Autism-linked DNA deletion slows brain response to sound

Children missing a stretch of chromosome 16 known as 16p11.2 process sound a split second slower than typical children do. The findings suggest that genes encoded in the 16p11.2 region may underlie the hearing delay seen in some people with autism.

By Nicholette Zeliadt
16 March 2015 | 5 min read
This article is more than five years old.
Neuroscience—and science in general—is constantly evolving, so older articles may contain information or theories that have been reevaluated since their original publication date.

Sounding off: Measurements of the brain’s response to sound can distinguish between children with different 16p11.2 variants.

Some children with autism process sound a split second slower than typical children do. This sensory quirk has sparked a theory that language impairments associated with autism stem from a subtle delay in hearing, and may even represent a biomarker for the disorder that can aid diagnosis. But researchers have struggled to explain why this delay occurs and whether it contributes to any autism symptoms.

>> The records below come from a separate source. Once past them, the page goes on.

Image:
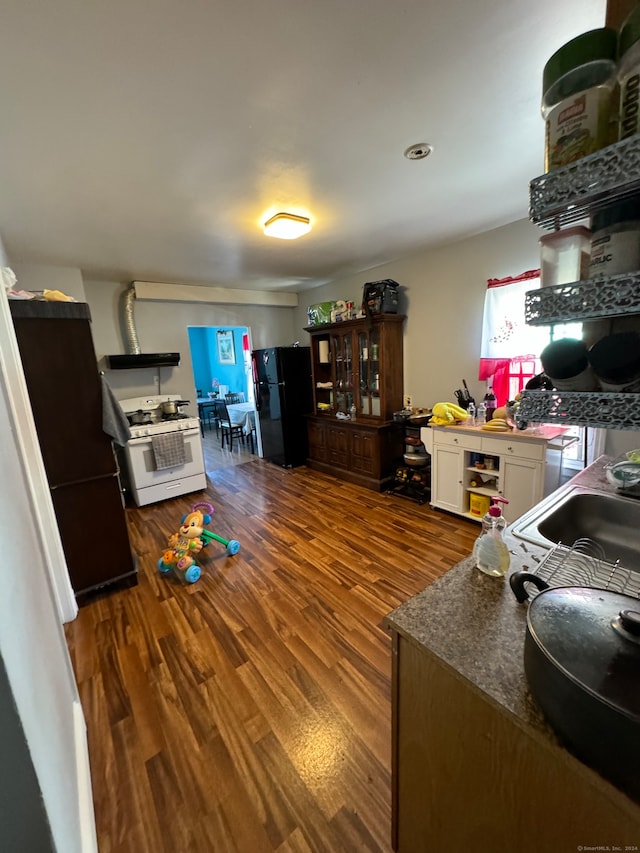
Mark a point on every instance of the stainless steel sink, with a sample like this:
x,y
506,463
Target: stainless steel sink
x,y
610,520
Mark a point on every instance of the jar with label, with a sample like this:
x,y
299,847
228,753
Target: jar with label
x,y
579,100
566,363
629,75
615,239
615,360
564,256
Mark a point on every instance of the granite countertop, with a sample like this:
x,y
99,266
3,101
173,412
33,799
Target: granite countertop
x,y
472,622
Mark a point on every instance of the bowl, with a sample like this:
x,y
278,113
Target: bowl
x,y
624,474
416,460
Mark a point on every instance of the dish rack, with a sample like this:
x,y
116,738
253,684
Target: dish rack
x,y
583,564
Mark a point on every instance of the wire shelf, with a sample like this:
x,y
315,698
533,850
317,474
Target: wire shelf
x,y
575,191
583,564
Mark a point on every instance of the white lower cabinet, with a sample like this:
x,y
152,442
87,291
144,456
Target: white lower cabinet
x,y
521,481
446,478
514,468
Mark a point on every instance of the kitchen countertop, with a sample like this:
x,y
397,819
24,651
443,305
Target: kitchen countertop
x,y
541,433
474,625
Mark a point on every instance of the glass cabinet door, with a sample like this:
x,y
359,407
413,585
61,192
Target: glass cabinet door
x,y
344,372
374,370
364,373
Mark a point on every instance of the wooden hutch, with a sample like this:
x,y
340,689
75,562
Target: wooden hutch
x,y
357,363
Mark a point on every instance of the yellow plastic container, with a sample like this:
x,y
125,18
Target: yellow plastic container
x,y
479,504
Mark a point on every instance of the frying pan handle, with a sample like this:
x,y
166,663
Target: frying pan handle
x,y
517,581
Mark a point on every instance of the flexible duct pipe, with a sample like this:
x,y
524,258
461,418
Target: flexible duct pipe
x,y
132,345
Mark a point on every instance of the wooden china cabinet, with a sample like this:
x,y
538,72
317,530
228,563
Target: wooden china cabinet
x,y
357,363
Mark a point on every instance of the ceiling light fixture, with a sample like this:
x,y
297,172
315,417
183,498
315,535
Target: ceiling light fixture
x,y
418,151
287,226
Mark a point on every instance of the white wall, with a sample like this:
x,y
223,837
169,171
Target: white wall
x,y
443,293
443,297
162,327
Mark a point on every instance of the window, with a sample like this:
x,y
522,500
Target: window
x,y
510,348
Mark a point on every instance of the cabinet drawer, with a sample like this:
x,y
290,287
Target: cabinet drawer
x,y
510,447
466,441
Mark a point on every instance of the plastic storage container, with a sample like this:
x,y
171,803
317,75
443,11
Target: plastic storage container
x,y
629,75
615,239
565,256
579,97
615,360
566,363
490,550
479,505
490,404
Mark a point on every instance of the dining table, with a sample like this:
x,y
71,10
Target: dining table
x,y
204,403
244,415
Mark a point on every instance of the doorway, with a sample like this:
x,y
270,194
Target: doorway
x,y
221,363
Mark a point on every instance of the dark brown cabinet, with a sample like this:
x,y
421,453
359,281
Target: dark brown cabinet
x,y
357,363
59,363
360,453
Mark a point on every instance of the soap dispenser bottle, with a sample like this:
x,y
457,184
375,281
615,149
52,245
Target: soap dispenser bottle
x,y
490,551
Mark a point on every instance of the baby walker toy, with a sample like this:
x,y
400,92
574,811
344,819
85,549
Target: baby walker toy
x,y
190,539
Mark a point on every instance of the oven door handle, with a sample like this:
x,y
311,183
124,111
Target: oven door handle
x,y
146,439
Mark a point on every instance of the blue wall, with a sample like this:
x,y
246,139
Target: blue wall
x,y
204,357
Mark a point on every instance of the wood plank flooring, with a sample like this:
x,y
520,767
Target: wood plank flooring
x,y
250,712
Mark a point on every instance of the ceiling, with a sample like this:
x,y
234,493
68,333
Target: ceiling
x,y
148,139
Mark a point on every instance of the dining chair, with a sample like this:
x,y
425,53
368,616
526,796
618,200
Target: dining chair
x,y
227,429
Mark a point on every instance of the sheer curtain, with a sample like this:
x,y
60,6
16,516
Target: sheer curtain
x,y
509,348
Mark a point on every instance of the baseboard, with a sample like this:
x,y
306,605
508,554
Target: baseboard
x,y
83,775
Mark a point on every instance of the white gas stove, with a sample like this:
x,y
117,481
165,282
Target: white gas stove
x,y
155,423
150,477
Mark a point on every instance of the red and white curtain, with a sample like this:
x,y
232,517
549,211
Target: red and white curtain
x,y
509,347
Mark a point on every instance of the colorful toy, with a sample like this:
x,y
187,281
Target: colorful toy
x,y
190,539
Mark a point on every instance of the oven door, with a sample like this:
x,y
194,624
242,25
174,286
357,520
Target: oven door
x,y
148,484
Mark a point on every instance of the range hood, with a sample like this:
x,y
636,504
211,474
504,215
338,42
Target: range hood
x,y
134,359
142,359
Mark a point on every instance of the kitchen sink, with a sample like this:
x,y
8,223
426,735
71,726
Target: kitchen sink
x,y
610,520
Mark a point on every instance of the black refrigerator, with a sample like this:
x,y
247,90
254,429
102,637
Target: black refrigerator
x,y
282,377
60,371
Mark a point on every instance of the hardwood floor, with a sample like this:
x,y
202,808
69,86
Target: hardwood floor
x,y
250,712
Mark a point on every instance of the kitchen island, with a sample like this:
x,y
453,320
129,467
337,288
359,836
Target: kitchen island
x,y
476,769
525,466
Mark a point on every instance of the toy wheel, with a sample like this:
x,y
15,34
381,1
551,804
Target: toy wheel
x,y
192,574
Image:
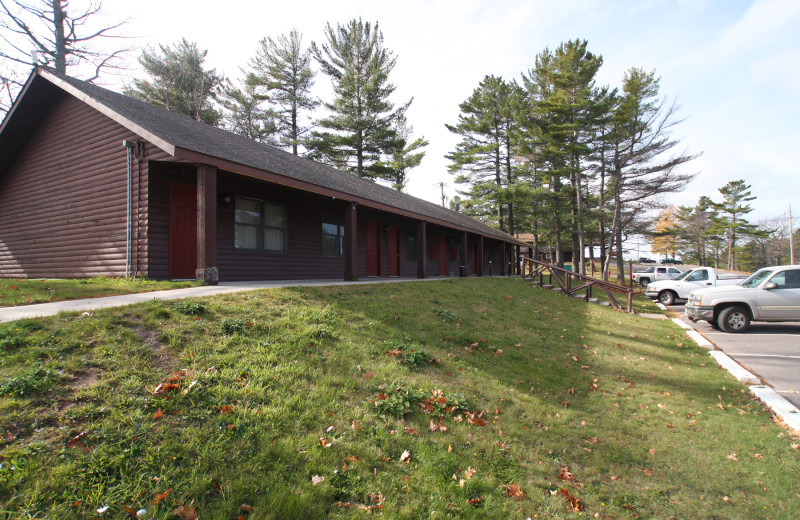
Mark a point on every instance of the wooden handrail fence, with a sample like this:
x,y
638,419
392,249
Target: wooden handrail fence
x,y
570,282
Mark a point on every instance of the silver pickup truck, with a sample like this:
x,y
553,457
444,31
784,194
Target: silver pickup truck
x,y
769,294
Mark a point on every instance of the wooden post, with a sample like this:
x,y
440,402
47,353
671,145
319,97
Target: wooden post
x,y
464,253
206,268
350,241
422,249
480,255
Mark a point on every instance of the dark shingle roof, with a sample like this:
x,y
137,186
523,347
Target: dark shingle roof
x,y
186,133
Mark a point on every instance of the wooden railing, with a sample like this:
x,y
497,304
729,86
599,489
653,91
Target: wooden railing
x,y
570,282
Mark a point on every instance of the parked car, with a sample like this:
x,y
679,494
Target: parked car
x,y
669,291
770,294
653,273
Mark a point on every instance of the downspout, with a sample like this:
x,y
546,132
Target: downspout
x,y
129,146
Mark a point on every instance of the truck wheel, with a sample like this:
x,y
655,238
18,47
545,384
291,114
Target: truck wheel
x,y
734,319
666,297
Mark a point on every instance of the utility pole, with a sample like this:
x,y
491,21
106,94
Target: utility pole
x,y
791,238
442,186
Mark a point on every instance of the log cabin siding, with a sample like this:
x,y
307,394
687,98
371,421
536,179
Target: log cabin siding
x,y
63,198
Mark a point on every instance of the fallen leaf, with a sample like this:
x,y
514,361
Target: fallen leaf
x,y
514,491
184,512
162,496
565,474
574,503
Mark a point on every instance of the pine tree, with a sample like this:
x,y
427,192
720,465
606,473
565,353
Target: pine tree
x,y
484,157
245,114
643,168
405,156
281,72
560,129
178,82
362,133
735,198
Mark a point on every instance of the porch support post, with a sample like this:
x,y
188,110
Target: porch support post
x,y
350,241
422,248
464,252
206,269
480,255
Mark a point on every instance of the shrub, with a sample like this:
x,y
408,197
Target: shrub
x,y
191,308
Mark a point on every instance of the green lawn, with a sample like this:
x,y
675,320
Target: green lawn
x,y
26,292
465,398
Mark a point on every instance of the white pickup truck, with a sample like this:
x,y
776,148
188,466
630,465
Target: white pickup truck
x,y
669,291
654,274
769,294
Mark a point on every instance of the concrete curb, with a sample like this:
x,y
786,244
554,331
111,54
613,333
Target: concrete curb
x,y
734,368
782,408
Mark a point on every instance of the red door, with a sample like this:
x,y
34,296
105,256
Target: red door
x,y
182,231
442,255
474,258
394,251
373,249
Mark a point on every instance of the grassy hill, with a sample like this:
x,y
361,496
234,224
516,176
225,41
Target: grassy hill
x,y
477,398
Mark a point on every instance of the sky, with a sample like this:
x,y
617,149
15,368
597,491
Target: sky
x,y
732,67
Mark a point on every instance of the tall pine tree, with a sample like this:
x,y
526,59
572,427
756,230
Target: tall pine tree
x,y
178,81
735,198
282,74
360,135
483,159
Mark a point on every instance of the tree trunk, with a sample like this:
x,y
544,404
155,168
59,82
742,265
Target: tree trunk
x,y
58,31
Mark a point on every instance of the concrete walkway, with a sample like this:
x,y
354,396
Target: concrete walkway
x,y
90,304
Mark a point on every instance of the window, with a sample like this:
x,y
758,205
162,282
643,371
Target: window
x,y
787,279
261,226
332,235
411,245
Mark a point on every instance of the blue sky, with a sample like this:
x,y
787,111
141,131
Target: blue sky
x,y
732,66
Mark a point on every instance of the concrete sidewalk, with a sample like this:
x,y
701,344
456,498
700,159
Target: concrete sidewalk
x,y
90,304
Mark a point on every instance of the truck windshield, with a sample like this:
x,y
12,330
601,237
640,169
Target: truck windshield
x,y
684,275
756,278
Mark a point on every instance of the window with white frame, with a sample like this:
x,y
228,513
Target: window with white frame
x,y
332,235
261,226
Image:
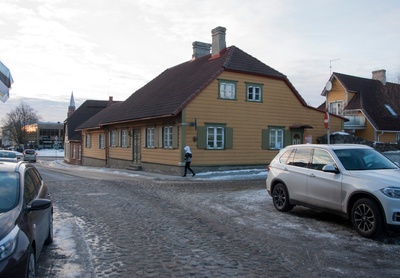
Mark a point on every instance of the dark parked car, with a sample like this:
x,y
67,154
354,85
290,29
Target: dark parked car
x,y
351,180
26,219
9,156
30,155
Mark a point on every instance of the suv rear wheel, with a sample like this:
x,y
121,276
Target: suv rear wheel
x,y
367,218
280,198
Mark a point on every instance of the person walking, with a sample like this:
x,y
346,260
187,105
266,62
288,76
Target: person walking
x,y
188,159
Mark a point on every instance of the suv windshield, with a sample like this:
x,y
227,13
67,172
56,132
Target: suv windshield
x,y
364,159
9,191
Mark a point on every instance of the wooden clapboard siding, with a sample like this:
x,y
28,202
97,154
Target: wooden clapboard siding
x,y
94,151
279,107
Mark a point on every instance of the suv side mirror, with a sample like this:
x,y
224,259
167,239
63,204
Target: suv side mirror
x,y
330,169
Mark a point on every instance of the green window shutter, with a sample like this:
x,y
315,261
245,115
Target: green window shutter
x,y
265,139
156,137
228,138
288,138
174,137
201,137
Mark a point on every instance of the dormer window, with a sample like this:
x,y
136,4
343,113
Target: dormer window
x,y
227,89
388,107
336,107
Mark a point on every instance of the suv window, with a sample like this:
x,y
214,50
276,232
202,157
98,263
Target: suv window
x,y
287,157
32,185
320,159
302,158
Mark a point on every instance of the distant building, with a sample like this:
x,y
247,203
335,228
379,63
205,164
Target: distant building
x,y
45,135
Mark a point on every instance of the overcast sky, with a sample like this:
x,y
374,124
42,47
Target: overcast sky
x,y
102,48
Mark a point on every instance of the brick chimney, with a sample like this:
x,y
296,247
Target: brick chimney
x,y
218,40
110,100
71,107
200,49
379,75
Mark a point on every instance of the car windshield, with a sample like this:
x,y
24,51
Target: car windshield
x,y
364,159
9,191
8,154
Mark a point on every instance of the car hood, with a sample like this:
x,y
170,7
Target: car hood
x,y
382,178
8,220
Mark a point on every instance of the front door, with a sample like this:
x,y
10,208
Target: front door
x,y
136,146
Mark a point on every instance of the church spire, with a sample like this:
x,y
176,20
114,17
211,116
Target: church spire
x,y
71,107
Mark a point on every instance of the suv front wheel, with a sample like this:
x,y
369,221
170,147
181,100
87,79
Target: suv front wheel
x,y
280,198
366,218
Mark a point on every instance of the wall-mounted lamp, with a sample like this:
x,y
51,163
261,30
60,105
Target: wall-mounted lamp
x,y
192,124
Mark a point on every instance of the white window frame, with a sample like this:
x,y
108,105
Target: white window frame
x,y
124,138
254,92
102,143
113,138
336,107
215,137
87,141
227,89
276,138
168,137
150,135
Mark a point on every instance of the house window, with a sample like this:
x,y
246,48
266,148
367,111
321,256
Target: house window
x,y
254,92
336,107
390,109
227,89
215,137
150,137
102,144
113,138
87,141
168,137
124,138
276,138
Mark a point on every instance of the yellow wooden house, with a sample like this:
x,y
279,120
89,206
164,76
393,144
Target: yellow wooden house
x,y
372,106
233,111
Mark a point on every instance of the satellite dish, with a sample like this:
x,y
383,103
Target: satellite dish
x,y
328,86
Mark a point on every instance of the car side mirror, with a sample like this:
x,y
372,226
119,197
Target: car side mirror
x,y
330,169
39,204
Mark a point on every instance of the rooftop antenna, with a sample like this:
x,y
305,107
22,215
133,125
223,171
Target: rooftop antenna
x,y
330,65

A new study provides a piece of this puzzle by homing in on the delay’s genetic roots. It finds that the brains of children missing a copy of the chromosomal region known as 16p11.2 process sound more slowly than controls do. Children with an extra copy of the region do not show this delay. The results were published 11 February in Cerebral Cortex1.

“We’re basically suggesting that some genes or some genetic material in that 16p11.2 region may have a role in making the biological pathway that’s necessary for efficient neural responses,” says lead researcher Tim Roberts, professor of radiology at the Children’s Hospital of Philadelphia, who first reported the hearing delay in autism more than a decade ago2,3.

Roughly 1 percent of children with autism have deletions or duplications of 16p11.2 — a 600-kilobase stretch of DNA that includes 29 genes. But these variants don’t always lead to autism. In fact, less than one-fifth of people who carry them have the disorder, with many others showing language impairments, developmental delay or other neurodevelopmental disorders.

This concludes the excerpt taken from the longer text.